Prohibition continues to present times

Anyway Alcohol Prohibition could continue in the United States to present times

What would be the impact on American crime rates.

What would be the cultural impact
 
I can't see prohibition continuing much longer than in OTL. It was causing too much of broblems and was already very unpopular so continuing of prohibition is pretty impossible. But if continues much longer crime rates becomes even higher and there would be much of corruption.
 
Alcohol would probably be similar to marijuana IOTL in that its use would be widespread despite being technically illegal, and enforcement would be highly inconsistent. You'd probably seem more organized crime to facilitate trafficking, but less violence than in the 20s once the crime networks had worked out a sustainable division of territory.
 
It did, they just changed the substance of persecution.

The less than 1% success rate of enforcement, overcrowded prisons, destroyed communities.

That just with alcohol.
 
Organized crime is a much bigger problem, our murder rate is at least triple what it is today.

Seriously I looked at the numbers Americas murder rate fell after it was abolished during the great depression black markets are inherently violent things.
 
Although the depression and the election of FDR delivered the coup de grace to Prohibition, my view is that it was on the way out anyway. This was disguised in 1928 by Herbert Hoover's landslide victory over Al Smith, which the "drys" dubiously cited as a great vindication. Allan J. Lichtman in Prejudice and the Old Politics: The Presidential Election of 1928 more accurately calls the election a "phony referendum" on Prohibition https://books.google.com/books?id=KbGiJpDk6pwC&pg=PA92 noting that a number of states voted for Hoover that had indicated their disapproval of Prohibition in referendums. (He suggests that Prohibition was used as an excuse by some people who really objected to Smith on religious grounds.)

An example I like to give: In 1928 Montana voted against a state prohibition enforcement law, 54.09-45.91. http://ballotpedia.org/Montana_Adopt_the_Federal_Prohibitio… On the same day, it also voted for Hoover over Smith 58.4-40.5. http://psephos.adam-carr.net/countries/u/usa/pres/1928.txt
 
A more likely scenario than the continuance of Prohibition at the national level is the continuation of state prohibition laws after 1933. IOTL several states maintained Prohibition laws after its repeal at the national level and Mississippi was dry at the state level until 1966, and there are still several dozen dry counties today. A slightly better organized pro-Prohibition movement would probably have been able to keep state dry laws in place in most of the Southern and Plains states until at least the 1960s.
 
What would be the cultural impact

I'm wondering if the rest of the world considers the USA Bizarro Land and treats it as such, or if it's just sort of like OTL's right to bear arms, ie. okay, kind of an odd way to live, but it's not gonna stop anyone from going there on holidays or doing business with American companies.

I could see a reluctance to headquarter big international organizations, eg. the UN, in the USA. because diplomats and other jet-setting professionals might not want to live in a country with no access to a common pleasure.
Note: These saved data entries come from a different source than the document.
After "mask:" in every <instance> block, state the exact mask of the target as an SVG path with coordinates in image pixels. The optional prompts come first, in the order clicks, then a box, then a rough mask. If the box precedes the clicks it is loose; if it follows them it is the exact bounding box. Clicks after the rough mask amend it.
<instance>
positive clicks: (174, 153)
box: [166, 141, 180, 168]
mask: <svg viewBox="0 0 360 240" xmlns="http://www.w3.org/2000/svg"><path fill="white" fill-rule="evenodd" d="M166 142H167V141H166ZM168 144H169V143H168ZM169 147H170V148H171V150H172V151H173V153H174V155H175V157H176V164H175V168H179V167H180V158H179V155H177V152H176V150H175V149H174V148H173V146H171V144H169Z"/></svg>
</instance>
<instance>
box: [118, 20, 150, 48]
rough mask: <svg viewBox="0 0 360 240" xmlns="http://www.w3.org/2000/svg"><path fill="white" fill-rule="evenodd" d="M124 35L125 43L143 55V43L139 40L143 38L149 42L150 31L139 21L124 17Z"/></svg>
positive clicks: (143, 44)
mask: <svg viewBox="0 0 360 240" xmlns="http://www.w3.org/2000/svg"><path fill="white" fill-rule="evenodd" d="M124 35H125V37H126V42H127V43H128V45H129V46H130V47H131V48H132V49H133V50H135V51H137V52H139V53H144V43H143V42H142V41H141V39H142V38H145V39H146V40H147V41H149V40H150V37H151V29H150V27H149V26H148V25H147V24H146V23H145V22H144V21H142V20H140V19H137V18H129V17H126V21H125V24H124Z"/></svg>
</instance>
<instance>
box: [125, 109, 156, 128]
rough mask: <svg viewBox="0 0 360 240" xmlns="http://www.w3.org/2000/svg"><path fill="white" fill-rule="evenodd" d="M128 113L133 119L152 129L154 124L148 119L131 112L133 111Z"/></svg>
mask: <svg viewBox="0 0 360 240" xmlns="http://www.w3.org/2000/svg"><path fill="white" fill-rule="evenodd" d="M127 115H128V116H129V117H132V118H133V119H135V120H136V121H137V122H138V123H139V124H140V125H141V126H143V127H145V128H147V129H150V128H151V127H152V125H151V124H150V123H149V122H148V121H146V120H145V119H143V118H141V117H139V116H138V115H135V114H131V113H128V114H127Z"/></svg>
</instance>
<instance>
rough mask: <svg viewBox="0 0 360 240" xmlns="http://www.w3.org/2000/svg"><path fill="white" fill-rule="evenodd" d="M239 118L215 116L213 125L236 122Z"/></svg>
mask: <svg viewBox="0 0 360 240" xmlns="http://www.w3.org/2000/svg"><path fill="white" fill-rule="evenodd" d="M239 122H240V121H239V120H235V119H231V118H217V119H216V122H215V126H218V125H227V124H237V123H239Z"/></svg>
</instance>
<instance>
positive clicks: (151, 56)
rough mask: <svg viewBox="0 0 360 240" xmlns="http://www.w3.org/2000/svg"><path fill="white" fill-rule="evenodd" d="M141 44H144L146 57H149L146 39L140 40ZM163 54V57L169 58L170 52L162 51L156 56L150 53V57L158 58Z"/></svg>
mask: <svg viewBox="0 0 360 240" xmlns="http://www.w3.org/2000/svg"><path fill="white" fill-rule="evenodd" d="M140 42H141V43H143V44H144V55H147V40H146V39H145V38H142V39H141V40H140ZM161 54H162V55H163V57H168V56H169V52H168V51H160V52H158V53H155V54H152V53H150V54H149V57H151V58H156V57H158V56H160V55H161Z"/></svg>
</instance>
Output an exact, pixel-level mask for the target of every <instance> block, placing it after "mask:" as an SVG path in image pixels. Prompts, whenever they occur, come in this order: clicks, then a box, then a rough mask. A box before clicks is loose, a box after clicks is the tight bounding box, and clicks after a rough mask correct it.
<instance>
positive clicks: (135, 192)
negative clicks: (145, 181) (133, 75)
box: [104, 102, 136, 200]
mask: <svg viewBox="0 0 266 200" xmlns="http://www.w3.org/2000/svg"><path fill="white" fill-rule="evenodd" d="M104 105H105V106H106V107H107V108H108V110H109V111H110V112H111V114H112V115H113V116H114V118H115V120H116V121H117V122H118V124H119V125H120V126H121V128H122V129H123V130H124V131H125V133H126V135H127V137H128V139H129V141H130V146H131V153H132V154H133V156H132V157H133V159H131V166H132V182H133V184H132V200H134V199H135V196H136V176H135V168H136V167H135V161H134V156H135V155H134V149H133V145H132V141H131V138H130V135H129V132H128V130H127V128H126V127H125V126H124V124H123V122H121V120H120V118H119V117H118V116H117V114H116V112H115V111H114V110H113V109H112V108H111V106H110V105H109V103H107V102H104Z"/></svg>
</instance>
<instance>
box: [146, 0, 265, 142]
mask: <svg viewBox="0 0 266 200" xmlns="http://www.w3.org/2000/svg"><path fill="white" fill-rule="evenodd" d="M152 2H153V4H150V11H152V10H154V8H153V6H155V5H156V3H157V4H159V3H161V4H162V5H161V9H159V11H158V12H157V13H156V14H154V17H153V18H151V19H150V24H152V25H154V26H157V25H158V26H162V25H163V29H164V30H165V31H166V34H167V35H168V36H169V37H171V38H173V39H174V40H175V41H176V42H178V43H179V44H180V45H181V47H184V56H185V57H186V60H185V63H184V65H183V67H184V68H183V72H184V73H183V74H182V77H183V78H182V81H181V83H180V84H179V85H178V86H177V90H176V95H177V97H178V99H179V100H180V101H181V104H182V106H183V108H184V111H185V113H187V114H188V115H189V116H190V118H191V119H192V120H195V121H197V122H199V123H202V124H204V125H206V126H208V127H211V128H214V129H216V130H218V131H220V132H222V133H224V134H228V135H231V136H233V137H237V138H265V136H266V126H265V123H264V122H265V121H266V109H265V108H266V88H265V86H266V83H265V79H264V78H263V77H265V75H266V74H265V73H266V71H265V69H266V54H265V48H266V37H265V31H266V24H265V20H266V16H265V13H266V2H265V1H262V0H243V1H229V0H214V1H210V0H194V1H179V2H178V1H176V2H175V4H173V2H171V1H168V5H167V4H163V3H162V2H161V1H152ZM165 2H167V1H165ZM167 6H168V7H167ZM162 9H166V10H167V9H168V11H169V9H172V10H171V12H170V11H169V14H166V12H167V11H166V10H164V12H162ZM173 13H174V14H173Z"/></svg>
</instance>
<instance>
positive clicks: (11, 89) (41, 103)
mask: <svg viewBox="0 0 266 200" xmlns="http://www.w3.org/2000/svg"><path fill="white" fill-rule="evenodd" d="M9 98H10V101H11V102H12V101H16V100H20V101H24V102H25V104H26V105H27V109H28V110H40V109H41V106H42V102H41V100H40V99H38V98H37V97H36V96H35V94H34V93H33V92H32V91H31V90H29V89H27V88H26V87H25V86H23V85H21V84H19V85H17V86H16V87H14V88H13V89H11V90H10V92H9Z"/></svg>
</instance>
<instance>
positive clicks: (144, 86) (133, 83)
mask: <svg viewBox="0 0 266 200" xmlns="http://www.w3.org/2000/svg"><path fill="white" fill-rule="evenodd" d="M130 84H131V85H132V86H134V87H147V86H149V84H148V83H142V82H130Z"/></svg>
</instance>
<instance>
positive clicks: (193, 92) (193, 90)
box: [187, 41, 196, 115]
Teetotallers can always abstain, but imbibers aren't gonna wanna hang around the back doors of nightclubs waiting for some guy to show up with a six-pack for their evening revelries.
 
And posting this not for purposes of self-aggrandizement, but just because it dealt with an alternate-history like what is requested in the OP.
 
Seriously I looked at the numbers Americas murder rate fell after it was abolished during the great depression black markets are inherently violent things.
But the long arc of history . . .
Violence-Stylized-2.png

https://marginalrevolution.com/marginalrevolution/2011/06/long-term-trend-in-homicide-rates.html

The decline in murder rates over the centuries, is a very, very positive thing.
 
I'm wondering if the rest of the world considers the USA Bizarro Land and treats it as such, or if it's just sort of like OTL's right to bear arms, ie. okay, kind of an odd way to live, but it's not gonna stop anyone from going there on holidays or doing business with American companies.

I could see a reluctance to headquarter big international organizations, eg. the UN, in the USA. because diplomats and other jet-setting professionals might not want to live in a country with no access to a common pleasure. Teetotallers can always abstain, but imbibers aren't gonna wanna hang around the back doors of nightclubs waiting for some guy to show up with a six-pack for their evening revelries.

I don't think there would be a big impact on organizational/corporate headquarters, since those tend to be driven by economics or political power more than culture, but I imagine the US/UN would be a much less popular posting for diplomats, and tourism would take a hit. On the other hand, you would probably get alot of younger Americans traveling to countries where booze is legal, similar to the way people IOTL go on vacation to Amsterdam.

The cultural attitude towards American on the part of Europeans/Canadians would probably be an exaggeration of the OTL image of Americans as puritanical bible-thumpers. One interesting potential butterfly effect is that you might have more positive attitudes towards the US in Muslim countries, especially if the social ramifications also include more conservative attitudes towards sex/displaying the female body.
 
and for all the 10-year-old kids who very much wish their mom or dad drank less.

I mean, someone ought to speak up in favor of the benefits of Prohibition, right?